Beebe was founder (with Gustave Langenus) and director of the New York Chamber Music Society. She recruited members of the New York Symphony Orchestra, with the goal of the group being to perform unique and unheard works. When the Society had their debut on December 17, 1915, she was the only woman performing, and still the only woman in the group's eleven-member roster in 1917 and in 1922. The Society gave first performances of dozens of new compositions, featuring works by Deems Taylor, Samuel Coleridge-Taylor, Henry Holden Huss, and Ethel Leginska.

Carolyn Beebe was also a member of SPAM (Society for the Publication of American Music), a society that would publish work for underground composers. In 1919, she left The Institute of Musical Art and she founded her own teaching studio near Carnegie Hall; Beebe Music Studios. Carolyn Beebe taught piano at her studio, along with her associate Ardelle Harrington, and Beebe's sister Helen Beebe, who taught voice. Beebe declared radio "valuable to art" in a 1922 interview. "The radio audience in no different than the concert, opera, or vaudeville audience. It is composed of the same people, and whatever pleases them outside their homes will please them within their homes."

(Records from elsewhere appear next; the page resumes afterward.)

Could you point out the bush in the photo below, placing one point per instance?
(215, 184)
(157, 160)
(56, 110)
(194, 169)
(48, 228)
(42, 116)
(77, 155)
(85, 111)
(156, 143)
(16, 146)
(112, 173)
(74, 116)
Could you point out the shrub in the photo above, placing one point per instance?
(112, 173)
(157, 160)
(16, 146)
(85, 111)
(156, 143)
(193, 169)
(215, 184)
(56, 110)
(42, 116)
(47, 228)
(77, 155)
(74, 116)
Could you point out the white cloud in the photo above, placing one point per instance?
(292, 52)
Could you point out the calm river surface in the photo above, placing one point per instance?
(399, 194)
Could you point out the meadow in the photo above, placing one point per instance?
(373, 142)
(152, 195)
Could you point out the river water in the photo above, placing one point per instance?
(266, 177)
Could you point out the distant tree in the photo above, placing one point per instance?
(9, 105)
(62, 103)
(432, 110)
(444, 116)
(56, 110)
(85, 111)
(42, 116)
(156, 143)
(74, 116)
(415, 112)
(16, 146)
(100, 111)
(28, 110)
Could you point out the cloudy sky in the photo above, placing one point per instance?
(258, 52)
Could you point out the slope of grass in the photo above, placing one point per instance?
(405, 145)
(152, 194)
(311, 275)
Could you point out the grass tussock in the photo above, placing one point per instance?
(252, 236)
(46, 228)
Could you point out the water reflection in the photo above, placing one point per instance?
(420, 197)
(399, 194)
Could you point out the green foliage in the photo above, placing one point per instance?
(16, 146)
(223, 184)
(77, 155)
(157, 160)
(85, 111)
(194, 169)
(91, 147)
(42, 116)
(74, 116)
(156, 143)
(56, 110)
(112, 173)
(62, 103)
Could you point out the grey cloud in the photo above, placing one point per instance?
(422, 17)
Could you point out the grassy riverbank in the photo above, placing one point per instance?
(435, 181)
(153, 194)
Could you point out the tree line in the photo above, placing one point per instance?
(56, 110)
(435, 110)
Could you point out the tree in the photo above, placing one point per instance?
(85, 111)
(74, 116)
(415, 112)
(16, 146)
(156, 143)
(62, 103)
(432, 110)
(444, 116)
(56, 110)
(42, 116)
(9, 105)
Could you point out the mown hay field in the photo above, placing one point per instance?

May of 1926 is when Beebe went back to Europe once again to look for more music. That same year, the National Federation of Music Clubs began offering a prize named for Carolyn Beebe, valued at $1,000, for chamber music compositions.

Carolyn Beebe served on the board of the National Orchestral Association from 1930, and on the board of the National Association of American Composers and Conductors from 1933. After the New York Chamber Music Society's last concert on February 14, 1937, Beebe gradually began to retire from the music business. Despite that, she continued to serve as a chairman on the National Federation of Music Clubs. Because of her dedication to the federation and her work with the New York Chamber Music Society, she received a medal from the National Federation of Music Clubs in 1945.

== Personal life ==
Carolyn Beebe married a medical doctor, a dermatologist named Henry Howard Whitehouse, in 1932. Whitehouse died in 1938. Carolyn Beebe Whitehouse died in 1950, aged 76 years, in Mystic, Connecticut.